We left the morgue, washed our hands, walked back upstairs, and went back to work. I have no recollection whatsoever of the rest of my shift that day, but will never forget the woman, her family, the morgue, or the tag.
My first clinical experience with birth (not counting my own) was thirteen years ago, when I was a 24-year-old medical student in Durham, NC. I was a little over halfway through my second year of medical school, the year that Duke medical students rotated through all the basic medical and surgical specialties. It was spring and I was excited to start my rotation on Labor and Delivery because medical students on Labor and Delivery got to deliver babies. Not stand to the side while the real doctors delivered babies – I mean actually deliver the baby with your own two hands while a resident stood directly over your shoulder, gowned and gloved and prepared to intervene at any moment.
I remember cleaning my hands with the betadine scrub brush, gowning and gloving just like I’d learned on my surgery clerkship, and sitting on the metal stool at the foot of the soon-to-be mother’s bed with the dutiful resident hovering over my left shoulder. It wasn’t this mother’s first baby and we expected her to deliver pretty quickly.
The mother-to-be (again) was already in the stirrups of the specialized Labor and Delivery bed ready to push, and by the time I was on position the baby’s head was already crowning. The resident coached me through how to carefully deliver the baby’s head, checking to ensure his umbilical cord hadn’t slipped around his neck and making sure the shoulders didn’t follow too quickly. There’s sort of a pop when a baby’s head completely delivers that I remember seeming a little shocking, but the resident didn’t look worried so I made sure to hide the fear from my face as well.
With his head safely delivered and no evidence of a nuchal umbilical cord the resident talked me through how to gently tilt the soon to be newborn’s body so we could deliver one shoulder and then the next… and that’s when I realized exactly how slippery a baby can be.
His first shoulder delivered just as expected, but as his second shoulder emerged the rest of the baby followed with a speed I hadn’t appreciated was possible during childbirth.

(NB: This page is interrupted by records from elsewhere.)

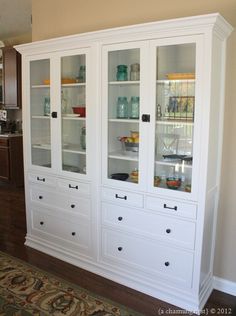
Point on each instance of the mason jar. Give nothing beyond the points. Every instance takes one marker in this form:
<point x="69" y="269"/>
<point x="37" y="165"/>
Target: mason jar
<point x="122" y="108"/>
<point x="134" y="108"/>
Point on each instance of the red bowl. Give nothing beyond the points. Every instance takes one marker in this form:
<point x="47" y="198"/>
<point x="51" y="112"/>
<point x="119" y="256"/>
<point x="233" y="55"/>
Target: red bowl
<point x="79" y="110"/>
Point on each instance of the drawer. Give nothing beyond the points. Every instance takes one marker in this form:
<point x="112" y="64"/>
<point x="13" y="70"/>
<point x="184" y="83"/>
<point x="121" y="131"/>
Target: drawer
<point x="4" y="142"/>
<point x="175" y="231"/>
<point x="171" y="207"/>
<point x="148" y="256"/>
<point x="42" y="179"/>
<point x="62" y="231"/>
<point x="52" y="199"/>
<point x="122" y="197"/>
<point x="74" y="187"/>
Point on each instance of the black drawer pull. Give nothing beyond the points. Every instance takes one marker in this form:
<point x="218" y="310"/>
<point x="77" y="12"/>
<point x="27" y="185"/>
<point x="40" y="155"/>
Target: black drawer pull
<point x="121" y="197"/>
<point x="54" y="114"/>
<point x="170" y="208"/>
<point x="73" y="187"/>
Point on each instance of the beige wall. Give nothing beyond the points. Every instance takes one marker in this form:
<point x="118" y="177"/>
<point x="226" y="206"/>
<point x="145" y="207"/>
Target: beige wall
<point x="58" y="18"/>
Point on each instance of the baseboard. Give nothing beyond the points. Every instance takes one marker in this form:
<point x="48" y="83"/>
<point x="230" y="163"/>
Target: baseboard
<point x="224" y="285"/>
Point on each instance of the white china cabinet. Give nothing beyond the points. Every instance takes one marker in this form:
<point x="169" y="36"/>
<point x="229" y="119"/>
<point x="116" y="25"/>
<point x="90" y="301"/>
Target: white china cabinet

I managed to catch his tiny butt with my right hand while the resident flipped the rest of him up onto my left forearm and into a stable position.
Pound for pound, at that moment my adrenaline level and the newborn’s adrenaline level must have been just about the same as the fact that I almost (but didn’t) just drop a baby sank in. But thanks to a quick hand (all that baseball I played as a kid had finally paid off), a superbly mindful resident, and a whole lot of luck, I didn’t – and now this new person was alive, screaming, pink, and pooping right in my hands. I handed him to his mother and she smiled, his slippery little body now nuzzled against her outside in much the same way he had been nuzzled against her insides for the last nine months.

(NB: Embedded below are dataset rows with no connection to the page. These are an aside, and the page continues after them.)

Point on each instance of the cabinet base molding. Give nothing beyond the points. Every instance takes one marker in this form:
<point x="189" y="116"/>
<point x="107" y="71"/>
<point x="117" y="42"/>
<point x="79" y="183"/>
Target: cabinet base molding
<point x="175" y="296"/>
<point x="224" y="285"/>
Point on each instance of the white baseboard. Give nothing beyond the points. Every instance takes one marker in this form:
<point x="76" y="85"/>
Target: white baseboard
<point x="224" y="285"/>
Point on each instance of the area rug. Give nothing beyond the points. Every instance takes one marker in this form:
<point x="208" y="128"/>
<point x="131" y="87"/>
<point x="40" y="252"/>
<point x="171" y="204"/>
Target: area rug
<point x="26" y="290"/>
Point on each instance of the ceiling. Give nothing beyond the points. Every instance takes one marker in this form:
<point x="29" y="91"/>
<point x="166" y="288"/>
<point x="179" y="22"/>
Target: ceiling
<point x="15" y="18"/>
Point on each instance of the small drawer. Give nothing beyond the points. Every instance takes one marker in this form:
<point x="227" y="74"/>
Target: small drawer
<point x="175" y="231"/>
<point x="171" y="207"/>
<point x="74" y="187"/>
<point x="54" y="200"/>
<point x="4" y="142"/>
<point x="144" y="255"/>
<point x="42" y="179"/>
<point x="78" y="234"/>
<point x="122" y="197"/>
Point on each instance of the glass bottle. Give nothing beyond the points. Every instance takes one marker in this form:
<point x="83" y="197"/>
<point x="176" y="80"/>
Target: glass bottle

I think I delivered at least one more baby on that 24-hour shift and assisted with several more over the course of my rotation on Labor and Delivery, but this first experience with birth is what’s stayed with me. The look on his mother’s face when she held him, the intense fear of almost dropping a baby as slippery as a greased pig, the hands of the resident imperceptibly hovering then shooting forward at just the right moment, and the silent reassurance I gave myself that the resident’s deftness must have been a sign that it wasn’t the first time she’d had to help a hapless medical student not drop a newborn. All in all, it was truly like nothing I’d ever experienced.